The problem arises when a society decides for others that it "owns" them, and decides for others that they must follow its laws, even if that other has never agreed to it. Another problem is that, if laws were simply "common sense" things that were easy to follow and understand, I would agree with you. However, laws now require multiple thousand page volumes to list, and in many places "ignorance of the law is not a defense." So, unless you carry around law books to check your every action, the laws have become nothing but a way for the government to have an advantage over you. The situation has quite literally turned into one where everyone is probably breaking the law in some way, and it is simply up to the government to decide who should be punished. this is how totalitarian states operate.
A much more blatantly vivid example is this is how the Church during the Dark Ages operated. Sex, the most basic of human instincts and desires, was largely illegal. Not because it was unethical, or harmed the participants, but only because the church knew it was something everyone wanted and that everyone was doing it, and having such a law on the books allowed it to selectively pick and choose which undesirable characters it wished to send to the dungeons.
For example, even in peace-loving countries far, far away from America, serial killers have been killed by police. In such cases I'm sure the anti-government crowd would point to their own rule-book, the N.A.P., and say "yep, after aggression has already been initiated, it's LEGIT." So, they are in superficial agreement if certain activities in society seem compatible with their ultra-minimalist code of ethics. However, the important point is that their intentions are different. The N.A.P. crowd are the ones condoning and committing violence as intentional acts of retaliation or retribution, while the same acts committed by the rest of society are done based on rules that try to minimise cruelty and harm.
You don't think that taking out those who commit criminal acts out of society, or even a threat of retaliation or retribution, would minimize cruelty and harm in a society?

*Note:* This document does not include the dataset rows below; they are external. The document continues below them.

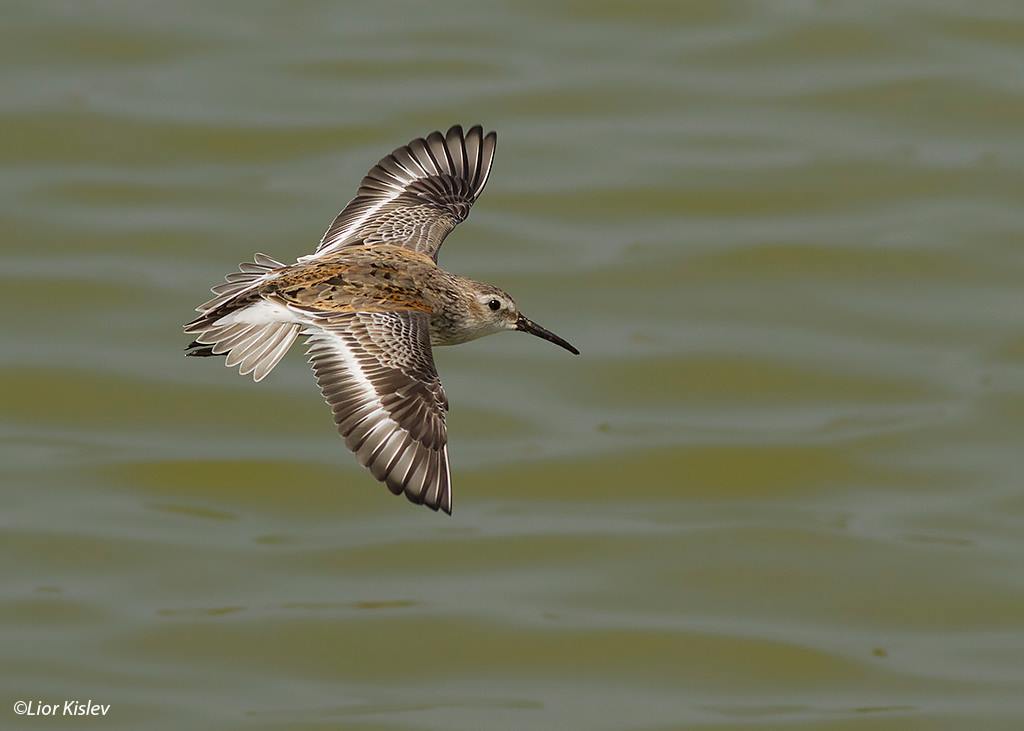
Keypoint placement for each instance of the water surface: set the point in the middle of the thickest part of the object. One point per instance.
(779, 489)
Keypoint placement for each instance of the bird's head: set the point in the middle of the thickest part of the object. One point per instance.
(495, 310)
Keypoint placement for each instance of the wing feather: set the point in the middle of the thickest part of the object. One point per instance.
(417, 195)
(376, 372)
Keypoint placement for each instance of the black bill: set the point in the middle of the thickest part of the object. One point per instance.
(528, 326)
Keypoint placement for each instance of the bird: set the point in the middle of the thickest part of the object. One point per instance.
(372, 302)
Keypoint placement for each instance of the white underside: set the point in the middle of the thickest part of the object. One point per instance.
(261, 312)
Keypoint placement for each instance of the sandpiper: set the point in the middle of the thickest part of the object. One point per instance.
(372, 301)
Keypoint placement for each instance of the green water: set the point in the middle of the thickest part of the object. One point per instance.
(779, 489)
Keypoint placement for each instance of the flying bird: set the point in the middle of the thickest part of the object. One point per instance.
(372, 302)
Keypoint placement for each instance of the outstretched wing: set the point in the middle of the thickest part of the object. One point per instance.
(417, 195)
(377, 373)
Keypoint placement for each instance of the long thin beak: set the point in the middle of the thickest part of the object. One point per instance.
(528, 326)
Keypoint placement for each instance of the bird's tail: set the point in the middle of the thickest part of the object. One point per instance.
(236, 325)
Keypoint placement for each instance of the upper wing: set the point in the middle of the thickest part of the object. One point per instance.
(377, 373)
(417, 195)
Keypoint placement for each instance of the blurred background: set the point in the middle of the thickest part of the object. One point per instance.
(779, 489)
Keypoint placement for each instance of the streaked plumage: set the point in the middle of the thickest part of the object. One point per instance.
(372, 301)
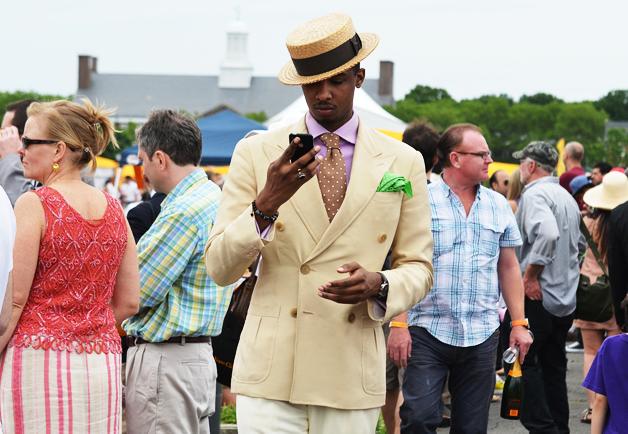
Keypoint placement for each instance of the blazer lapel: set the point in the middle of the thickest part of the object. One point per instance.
(367, 169)
(307, 201)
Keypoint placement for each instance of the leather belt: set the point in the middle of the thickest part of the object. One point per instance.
(133, 341)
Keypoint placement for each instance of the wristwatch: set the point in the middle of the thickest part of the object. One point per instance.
(382, 294)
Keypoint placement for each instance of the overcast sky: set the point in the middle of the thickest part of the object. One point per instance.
(573, 49)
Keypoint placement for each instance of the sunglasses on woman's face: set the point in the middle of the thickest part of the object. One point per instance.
(26, 142)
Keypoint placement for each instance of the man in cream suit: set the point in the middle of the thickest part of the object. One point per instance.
(311, 357)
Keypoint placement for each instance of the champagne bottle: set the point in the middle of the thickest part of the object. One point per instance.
(512, 397)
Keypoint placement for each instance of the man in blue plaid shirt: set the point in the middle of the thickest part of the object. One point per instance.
(454, 329)
(171, 374)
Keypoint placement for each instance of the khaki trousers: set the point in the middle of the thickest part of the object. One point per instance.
(267, 416)
(170, 388)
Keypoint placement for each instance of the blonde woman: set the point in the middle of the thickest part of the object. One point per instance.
(75, 276)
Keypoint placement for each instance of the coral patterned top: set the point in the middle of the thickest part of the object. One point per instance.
(68, 307)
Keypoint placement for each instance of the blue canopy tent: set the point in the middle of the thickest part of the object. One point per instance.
(221, 130)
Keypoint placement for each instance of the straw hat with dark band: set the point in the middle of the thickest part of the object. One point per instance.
(613, 191)
(324, 47)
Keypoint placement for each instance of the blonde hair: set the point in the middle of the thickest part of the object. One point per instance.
(514, 186)
(84, 128)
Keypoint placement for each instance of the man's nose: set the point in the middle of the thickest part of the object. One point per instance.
(324, 91)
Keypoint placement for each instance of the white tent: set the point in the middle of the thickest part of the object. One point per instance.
(367, 109)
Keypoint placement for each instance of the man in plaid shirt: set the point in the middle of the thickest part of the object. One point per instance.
(454, 329)
(170, 368)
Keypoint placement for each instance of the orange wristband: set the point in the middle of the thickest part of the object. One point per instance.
(399, 324)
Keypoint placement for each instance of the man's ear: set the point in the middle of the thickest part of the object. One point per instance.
(359, 77)
(162, 159)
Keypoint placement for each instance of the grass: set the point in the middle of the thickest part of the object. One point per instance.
(227, 414)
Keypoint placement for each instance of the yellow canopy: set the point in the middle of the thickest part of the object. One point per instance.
(106, 163)
(506, 167)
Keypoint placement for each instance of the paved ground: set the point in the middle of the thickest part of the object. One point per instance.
(497, 425)
(577, 402)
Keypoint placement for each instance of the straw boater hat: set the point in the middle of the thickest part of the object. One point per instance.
(613, 191)
(324, 47)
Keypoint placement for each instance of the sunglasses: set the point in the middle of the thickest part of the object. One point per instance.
(483, 155)
(26, 142)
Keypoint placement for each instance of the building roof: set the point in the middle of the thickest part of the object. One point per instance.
(135, 95)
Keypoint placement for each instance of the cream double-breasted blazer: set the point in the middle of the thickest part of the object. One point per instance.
(297, 346)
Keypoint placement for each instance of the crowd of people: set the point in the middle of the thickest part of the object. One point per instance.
(355, 234)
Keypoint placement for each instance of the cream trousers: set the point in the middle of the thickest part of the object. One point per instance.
(267, 416)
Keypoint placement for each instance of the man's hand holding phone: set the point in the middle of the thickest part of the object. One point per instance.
(285, 176)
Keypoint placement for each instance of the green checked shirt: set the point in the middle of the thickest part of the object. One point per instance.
(177, 296)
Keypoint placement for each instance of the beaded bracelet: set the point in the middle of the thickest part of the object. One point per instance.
(265, 217)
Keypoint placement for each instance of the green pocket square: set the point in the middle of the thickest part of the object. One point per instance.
(392, 183)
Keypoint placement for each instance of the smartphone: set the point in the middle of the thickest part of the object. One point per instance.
(306, 145)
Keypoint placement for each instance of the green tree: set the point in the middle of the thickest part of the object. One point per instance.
(260, 117)
(615, 103)
(581, 122)
(540, 98)
(422, 94)
(616, 147)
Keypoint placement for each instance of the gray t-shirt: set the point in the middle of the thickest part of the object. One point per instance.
(549, 221)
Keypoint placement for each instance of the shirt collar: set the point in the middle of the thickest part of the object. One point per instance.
(448, 191)
(543, 180)
(348, 131)
(184, 185)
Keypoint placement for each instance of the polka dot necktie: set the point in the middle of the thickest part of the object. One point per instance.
(332, 175)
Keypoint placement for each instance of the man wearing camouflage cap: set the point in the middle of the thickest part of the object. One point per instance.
(549, 221)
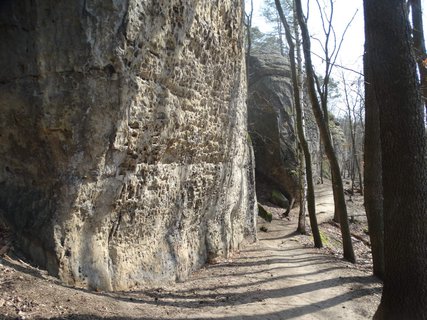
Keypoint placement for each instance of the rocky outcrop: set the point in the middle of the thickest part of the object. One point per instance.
(124, 156)
(271, 124)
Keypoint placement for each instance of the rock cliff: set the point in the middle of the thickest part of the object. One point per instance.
(124, 155)
(271, 123)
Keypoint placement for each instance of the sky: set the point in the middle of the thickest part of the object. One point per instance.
(351, 54)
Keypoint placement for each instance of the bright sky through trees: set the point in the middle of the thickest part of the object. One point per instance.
(351, 54)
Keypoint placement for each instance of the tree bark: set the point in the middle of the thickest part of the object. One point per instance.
(419, 45)
(337, 185)
(311, 204)
(373, 174)
(392, 71)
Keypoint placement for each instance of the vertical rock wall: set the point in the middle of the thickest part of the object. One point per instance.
(271, 123)
(124, 155)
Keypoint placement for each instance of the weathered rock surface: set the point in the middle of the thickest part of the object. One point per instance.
(271, 124)
(124, 157)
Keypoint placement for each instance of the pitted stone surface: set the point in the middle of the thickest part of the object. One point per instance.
(124, 157)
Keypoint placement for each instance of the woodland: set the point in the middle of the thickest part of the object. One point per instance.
(385, 129)
(380, 112)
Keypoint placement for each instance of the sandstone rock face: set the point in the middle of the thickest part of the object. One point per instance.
(271, 124)
(124, 156)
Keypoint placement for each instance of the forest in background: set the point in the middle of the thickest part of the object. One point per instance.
(381, 112)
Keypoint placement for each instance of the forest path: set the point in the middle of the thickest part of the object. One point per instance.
(274, 278)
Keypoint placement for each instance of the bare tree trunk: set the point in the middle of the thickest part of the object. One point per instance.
(337, 185)
(419, 45)
(373, 173)
(298, 107)
(248, 25)
(392, 71)
(301, 217)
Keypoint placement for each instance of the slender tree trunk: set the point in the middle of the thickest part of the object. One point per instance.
(337, 185)
(392, 72)
(301, 218)
(298, 107)
(321, 159)
(419, 45)
(248, 25)
(373, 173)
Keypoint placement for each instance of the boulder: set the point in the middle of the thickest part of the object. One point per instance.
(271, 123)
(124, 158)
(264, 213)
(279, 199)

Let's take another example:
A thief breaks into someone's house and attempts to steal some stuff, but is caught red-handed. In a society with a State, there is certainly some kind of due process that ought to be followed. E.g.: the home owner calls the police, the police catch the thief, arrest him, lock him in a cell, and depending on the severity of the offence he might be remanded in custody until a court hearing, remanded at large until a court hearing, or maybe just discharged the next day. However, with no laws apart from the N.A.P., the home owner would grant himself "judge, jury, and executioner" rights, and commit some act of violence against the intruder because none of the intruder's rights have been suspended, forfeited, or even questioned. If the intruder maintains all of his/her "natural rights" at all times, then any act against them would indeed be a violation and cruel.
If you want a more precise example for AnCap, expand your example beyond borders. If you cross the border into China, Pakistan, or Saudi Arabia, and commit a crime there, you WILL be imprisoned, and likely killed, regardless of what your society thinks your rights out to be. That's even the case in some states and provinces within the countries you list, where it is legal to shoot your intruder. So, there really is no difference between the statist world you feel comfortable in, and the scary AnCap you are imagining.